La historia es antigua. Jesús multiplica los panes y los peces para sus discípulos con apremios estomacales.
Narra Indro Montanelli en su libro “Historia de Roma” cómo Coriolano, que era un patricio influyente, se oponía a que “el gobierno hiciese una distribución de trigo al pueblo hambriento”. Afirma también que las legiones de César estaban acostumbradas a una dieta de pan y legumbres y en una carestía de trigo “se quejaron de verse obligados a comer carne”.
Resalta Joachim Fest en su libro “Hitler” que el “trigo y la madera” fueron vocablos esgrimidos por el fuhrer para justificar su expansión guerrera. Hitler dijo: “Yo no puedo aceptar, tranquilamente, que el pueblo pase hambre”.
Disraeli que tenía una clínica percepción olfativa, cuando buscó su elección al parlamento por fuera de los partidos, demandó el favor de los electores: “…preguntarán ustedes que el pan siga tan caro. ¡No! Pero es preferible tener pan caro a no tener ninguno”.
Expresa Lamartine en la “Historia de los Girondinos”: “…los soldados pasaban a veces tres días sin pan. Las murmuraciones asediaban los oídos del general, (Demouriez) que tenía la habilidad de convertirlas en chanzas. “Ved a los prusianos, -les decía- ¿no son más dignos de lástima que vosotros? Ellos tienen que comerse sus caballos y vosotros tenéis harina. Haced galletas y sazonadlas con la libertad”.
La falta de comida atizó el conflicto revolucionario. De las bocas cargadas de agria saliva salían vociferaciones desesperadas, y las familias aturdidas con los estampidos de la guerra, se lanzaban a las calles exigiendo la provisión de alimentos. Las desgracias se juntaron. Los diluvios inundaron los campos y los labriegos atónitos se pasmaron ante la naturaleza hostil. El mojado furor de la estación invernal sirvió de pábulo a los Marats que, con arengas rabiosas, fomentaban la anarquía. La temperatura bajo cero, había pasmado el trigo y frustrado la cosecha. Esas concomitancias negativas no las entendía el pueblo y con alaridos irracionales clamaba por el sustento. El clamor de la barriada era un argumento emotivo contra el rey, a quien señalaban de insensible, lejano a las precarias condiciones de los pobres. La tensión social era insoportable. En los sitios públicos se formaban corrillos alborotados por los demagogos de las barriadas que pintaban con acuarela apocalíptica la carencia de comestibles. El hambre cargó las gargantas de dicterios y fanatizó los reclamos. Exigían leña y pan.

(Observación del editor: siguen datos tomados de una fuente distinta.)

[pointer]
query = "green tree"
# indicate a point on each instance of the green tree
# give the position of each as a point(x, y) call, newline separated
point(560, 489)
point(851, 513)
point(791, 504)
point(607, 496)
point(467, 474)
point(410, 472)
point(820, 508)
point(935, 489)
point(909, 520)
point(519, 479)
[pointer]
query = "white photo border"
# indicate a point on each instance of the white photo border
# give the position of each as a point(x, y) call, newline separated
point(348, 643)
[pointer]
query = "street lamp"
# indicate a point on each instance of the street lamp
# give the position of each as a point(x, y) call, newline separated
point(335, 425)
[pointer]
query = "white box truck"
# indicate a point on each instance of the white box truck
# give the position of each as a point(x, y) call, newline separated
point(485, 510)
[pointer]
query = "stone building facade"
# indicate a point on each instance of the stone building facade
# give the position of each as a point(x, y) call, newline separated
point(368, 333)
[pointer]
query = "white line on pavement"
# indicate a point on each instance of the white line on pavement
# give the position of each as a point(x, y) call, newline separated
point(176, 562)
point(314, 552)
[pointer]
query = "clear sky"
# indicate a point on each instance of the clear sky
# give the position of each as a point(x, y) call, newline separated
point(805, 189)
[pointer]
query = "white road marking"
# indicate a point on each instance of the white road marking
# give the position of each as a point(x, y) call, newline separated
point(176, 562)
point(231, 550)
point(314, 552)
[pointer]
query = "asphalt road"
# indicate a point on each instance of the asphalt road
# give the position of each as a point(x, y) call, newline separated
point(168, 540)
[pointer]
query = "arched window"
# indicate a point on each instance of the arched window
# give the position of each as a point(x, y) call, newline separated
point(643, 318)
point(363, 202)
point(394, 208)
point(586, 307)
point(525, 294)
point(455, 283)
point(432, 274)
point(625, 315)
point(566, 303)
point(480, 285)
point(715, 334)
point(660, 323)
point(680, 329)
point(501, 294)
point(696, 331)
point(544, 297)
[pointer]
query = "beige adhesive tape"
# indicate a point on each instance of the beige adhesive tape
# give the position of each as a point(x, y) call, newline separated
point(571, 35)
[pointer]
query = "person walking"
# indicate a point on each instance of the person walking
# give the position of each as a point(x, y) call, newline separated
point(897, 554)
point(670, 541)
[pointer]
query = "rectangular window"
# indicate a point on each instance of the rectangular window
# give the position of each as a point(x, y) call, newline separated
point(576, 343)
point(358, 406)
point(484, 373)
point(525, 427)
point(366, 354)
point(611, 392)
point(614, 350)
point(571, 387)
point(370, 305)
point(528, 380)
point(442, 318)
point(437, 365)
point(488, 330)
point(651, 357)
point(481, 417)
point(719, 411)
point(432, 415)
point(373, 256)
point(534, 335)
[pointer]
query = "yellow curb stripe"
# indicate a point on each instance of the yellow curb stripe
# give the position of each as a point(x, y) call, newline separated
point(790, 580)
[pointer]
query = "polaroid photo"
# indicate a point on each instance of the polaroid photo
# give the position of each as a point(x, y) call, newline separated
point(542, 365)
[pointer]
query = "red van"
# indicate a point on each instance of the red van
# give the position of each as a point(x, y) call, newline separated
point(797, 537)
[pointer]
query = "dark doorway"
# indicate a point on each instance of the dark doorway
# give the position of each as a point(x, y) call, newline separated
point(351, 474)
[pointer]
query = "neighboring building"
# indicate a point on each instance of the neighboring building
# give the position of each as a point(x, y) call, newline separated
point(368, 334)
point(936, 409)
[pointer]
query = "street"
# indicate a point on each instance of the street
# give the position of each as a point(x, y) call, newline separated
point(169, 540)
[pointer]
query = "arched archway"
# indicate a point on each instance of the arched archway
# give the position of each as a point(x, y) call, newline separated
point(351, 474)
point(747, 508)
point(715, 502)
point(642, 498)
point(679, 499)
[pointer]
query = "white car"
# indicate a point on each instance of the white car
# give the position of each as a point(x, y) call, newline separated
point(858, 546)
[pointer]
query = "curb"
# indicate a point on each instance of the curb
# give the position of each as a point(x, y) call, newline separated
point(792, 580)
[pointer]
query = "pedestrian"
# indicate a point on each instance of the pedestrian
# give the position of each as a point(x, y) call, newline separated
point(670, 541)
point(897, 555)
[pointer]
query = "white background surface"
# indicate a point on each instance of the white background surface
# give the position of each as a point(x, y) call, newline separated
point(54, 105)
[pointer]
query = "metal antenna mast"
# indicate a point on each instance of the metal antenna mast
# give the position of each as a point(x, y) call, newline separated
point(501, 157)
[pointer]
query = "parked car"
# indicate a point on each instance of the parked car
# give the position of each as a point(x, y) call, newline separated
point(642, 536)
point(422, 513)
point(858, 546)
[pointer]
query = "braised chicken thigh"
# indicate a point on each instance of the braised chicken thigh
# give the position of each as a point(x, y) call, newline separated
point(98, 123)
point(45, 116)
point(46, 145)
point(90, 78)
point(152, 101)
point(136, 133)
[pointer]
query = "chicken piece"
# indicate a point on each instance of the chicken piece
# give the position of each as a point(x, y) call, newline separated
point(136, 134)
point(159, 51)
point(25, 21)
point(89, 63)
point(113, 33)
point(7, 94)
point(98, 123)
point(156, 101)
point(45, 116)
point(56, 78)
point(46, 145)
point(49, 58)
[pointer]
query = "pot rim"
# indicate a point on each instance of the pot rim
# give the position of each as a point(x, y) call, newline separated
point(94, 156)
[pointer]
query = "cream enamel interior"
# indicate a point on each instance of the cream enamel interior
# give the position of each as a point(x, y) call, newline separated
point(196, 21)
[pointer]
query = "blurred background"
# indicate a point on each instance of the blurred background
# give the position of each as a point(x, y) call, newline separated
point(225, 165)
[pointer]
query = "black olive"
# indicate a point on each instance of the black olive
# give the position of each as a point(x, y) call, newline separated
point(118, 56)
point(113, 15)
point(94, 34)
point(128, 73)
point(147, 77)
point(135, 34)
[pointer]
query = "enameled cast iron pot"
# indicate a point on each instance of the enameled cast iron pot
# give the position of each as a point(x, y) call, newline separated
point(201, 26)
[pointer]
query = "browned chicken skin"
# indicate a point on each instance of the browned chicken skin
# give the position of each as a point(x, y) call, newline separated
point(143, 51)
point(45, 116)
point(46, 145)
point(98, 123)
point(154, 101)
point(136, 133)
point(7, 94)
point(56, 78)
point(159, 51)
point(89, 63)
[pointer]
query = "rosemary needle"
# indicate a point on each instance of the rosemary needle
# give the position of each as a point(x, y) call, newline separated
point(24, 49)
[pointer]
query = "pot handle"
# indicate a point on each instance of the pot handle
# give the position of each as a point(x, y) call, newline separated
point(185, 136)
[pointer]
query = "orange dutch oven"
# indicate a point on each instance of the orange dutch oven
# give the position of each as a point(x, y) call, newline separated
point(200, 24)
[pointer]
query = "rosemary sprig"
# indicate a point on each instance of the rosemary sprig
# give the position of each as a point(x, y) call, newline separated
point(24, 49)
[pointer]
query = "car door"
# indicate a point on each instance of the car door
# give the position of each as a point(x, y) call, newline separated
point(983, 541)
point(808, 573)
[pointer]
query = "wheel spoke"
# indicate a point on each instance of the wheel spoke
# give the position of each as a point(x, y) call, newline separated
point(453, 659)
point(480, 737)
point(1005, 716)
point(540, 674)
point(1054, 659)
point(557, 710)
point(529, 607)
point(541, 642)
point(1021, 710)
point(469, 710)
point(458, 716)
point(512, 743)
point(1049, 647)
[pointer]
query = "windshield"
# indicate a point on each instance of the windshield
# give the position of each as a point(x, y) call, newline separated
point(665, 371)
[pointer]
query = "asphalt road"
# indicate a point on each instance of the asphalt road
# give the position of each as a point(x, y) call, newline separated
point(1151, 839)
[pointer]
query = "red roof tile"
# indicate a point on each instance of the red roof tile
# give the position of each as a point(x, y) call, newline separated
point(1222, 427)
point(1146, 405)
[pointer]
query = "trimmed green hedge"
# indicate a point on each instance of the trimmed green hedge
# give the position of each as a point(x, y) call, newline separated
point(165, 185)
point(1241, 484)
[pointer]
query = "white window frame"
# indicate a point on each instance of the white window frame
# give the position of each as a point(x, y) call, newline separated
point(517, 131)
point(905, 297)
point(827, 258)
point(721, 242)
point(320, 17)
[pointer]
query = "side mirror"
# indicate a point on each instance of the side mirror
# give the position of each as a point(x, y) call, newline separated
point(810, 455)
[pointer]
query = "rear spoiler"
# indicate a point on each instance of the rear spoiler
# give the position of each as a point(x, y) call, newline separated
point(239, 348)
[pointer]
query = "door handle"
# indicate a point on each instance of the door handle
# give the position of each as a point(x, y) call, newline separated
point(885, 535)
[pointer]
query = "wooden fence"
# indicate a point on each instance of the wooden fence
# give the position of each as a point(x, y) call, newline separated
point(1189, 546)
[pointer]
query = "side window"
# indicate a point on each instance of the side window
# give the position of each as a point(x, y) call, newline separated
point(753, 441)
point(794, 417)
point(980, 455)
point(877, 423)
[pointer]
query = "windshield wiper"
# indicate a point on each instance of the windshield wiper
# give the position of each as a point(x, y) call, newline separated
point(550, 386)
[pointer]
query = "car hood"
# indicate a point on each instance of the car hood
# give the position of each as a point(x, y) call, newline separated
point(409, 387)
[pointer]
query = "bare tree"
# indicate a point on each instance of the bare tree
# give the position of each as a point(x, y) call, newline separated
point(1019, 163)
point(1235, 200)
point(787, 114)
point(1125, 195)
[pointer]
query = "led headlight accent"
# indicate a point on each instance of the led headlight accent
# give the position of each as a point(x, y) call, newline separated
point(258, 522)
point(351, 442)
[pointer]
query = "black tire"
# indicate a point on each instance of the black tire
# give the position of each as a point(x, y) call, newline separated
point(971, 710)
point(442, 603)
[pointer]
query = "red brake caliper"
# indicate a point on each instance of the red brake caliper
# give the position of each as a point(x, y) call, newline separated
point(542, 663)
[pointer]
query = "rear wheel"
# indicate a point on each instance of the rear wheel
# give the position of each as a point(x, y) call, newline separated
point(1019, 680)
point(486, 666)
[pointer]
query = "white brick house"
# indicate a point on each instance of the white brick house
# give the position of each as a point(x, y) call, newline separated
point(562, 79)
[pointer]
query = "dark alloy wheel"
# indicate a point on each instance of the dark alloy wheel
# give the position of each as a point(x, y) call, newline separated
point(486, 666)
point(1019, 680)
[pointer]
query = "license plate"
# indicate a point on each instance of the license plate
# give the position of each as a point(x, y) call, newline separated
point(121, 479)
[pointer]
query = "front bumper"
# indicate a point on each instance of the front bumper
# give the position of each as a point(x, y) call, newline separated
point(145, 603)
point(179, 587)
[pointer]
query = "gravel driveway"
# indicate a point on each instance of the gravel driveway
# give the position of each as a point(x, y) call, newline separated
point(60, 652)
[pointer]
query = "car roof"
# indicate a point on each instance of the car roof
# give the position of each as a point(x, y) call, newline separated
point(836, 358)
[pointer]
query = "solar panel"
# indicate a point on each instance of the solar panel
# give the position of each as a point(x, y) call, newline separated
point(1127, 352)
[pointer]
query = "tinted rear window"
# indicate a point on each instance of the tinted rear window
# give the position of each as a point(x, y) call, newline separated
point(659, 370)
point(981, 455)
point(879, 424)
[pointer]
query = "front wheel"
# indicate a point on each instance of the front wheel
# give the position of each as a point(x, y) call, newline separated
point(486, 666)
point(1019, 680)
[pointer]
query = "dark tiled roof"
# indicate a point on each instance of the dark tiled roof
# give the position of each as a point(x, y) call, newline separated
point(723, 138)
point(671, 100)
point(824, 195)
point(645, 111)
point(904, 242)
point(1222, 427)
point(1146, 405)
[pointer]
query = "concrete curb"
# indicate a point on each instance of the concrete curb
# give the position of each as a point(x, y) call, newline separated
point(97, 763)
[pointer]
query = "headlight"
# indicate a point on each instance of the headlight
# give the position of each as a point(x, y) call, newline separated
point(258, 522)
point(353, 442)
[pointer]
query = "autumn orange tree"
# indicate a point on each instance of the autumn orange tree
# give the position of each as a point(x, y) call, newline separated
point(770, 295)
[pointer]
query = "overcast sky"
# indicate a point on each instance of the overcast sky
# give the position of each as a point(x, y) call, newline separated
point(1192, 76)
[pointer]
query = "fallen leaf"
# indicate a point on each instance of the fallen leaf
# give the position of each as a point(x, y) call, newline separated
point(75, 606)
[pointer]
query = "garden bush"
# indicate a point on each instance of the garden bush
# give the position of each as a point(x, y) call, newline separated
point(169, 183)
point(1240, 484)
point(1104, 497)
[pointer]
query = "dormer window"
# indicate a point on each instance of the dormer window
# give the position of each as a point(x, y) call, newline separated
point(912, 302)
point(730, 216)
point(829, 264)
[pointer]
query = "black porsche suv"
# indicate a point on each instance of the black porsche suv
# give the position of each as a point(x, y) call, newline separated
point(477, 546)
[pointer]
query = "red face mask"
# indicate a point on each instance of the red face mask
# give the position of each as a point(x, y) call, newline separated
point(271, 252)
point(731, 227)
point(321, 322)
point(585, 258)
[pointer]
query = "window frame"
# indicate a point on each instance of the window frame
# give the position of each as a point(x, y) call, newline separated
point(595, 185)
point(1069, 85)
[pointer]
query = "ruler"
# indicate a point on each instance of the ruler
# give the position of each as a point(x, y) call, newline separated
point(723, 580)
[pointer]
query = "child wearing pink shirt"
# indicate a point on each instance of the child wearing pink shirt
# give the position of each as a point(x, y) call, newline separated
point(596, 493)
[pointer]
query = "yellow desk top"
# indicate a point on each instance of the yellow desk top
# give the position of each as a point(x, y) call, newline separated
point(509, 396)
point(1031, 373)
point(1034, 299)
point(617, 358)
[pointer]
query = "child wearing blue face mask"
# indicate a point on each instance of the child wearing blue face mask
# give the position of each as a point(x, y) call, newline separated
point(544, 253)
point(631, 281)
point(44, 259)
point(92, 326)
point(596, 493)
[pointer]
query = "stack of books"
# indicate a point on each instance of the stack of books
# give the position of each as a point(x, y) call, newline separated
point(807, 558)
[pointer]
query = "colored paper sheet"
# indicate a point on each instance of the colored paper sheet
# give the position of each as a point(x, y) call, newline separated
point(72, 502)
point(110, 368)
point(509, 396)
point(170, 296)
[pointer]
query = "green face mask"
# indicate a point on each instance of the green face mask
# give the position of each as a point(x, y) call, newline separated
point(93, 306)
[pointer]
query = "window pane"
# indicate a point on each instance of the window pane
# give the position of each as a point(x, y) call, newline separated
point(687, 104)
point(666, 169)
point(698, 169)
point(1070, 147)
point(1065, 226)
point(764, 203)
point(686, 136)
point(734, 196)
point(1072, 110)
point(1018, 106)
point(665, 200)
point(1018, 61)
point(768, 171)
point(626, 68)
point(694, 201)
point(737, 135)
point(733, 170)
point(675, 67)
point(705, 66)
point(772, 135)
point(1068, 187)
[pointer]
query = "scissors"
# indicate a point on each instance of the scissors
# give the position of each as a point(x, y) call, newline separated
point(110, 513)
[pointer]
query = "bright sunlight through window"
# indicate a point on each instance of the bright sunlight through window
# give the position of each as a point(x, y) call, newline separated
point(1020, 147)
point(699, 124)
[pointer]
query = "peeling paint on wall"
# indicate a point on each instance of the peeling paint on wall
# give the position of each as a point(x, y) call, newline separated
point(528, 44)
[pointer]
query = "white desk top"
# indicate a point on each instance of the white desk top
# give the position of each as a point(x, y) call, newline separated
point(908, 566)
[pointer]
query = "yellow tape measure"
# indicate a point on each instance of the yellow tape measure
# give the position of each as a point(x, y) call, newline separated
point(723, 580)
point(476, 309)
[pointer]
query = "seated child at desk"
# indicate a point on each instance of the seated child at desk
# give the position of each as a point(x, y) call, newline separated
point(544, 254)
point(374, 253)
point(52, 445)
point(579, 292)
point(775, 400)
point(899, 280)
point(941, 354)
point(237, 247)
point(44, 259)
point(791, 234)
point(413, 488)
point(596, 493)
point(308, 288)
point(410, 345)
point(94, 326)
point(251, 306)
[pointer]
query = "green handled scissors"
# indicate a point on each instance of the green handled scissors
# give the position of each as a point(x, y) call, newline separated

Lamartine escribió: “Crecía diariamente una lucha violenta entre el pueblo bajo de París y el comercio al menudeo. El odio contra los especieros, expendedores de los consumos diarios de las masas, había llegado a ser tan ardiente y sanguinario como el que se profesaba a los aristócratas. Las tiendas estaban sitiadas por tantas imprecaciones como los palacios; los continuos motines a las puertas de los panaderos, de las tabernas y de los especieros, impedían el paso de las calles. Las turbas hambrientas, a cuya cabeza iban mujeres y niños, muestras de la miseria, salían todas las mañanas de los barrios populosos y de los arrabales para diseminarse por los barrios ricos, y situarse delante de las casas donde había sospecha de que se guardaba el grano. Estas bandas rodeaban la Convención y hasta forzaban algunas veces las puertas para pedir a grandes gritos pan, o la rebaja violenta del precio de los géneros. Las legiones de mujeres que habitan las orillas y los barcos del río, y ganan su vida y la de sus hijos en lavar la ropa de una gran ciudad, venían a intimar a la Convención que bajase el precio del jabón, elemento indispensable de su profesión, el del aceite, de las velas y de la leña necesaria para su uso”.
La carencia de alimentos rompe diques de acero. Su tromba es incontenible. Si el pan no llega oportunamente al pueblo, éste se desborda en conductas tenebrosas, olvida principios, mancilla reglamentos, alza con fiereza sus brazos, vomita palabras atroces y se convierte en sujeto activo de una incontenible delincuencia. El hambre acaba con el raciocinio, al cuerdo lo enloquece, empuña la mano con furor irreprimible, y el desvalido irrumpe como un troglodita. El famélico es el partero de las revoluciones.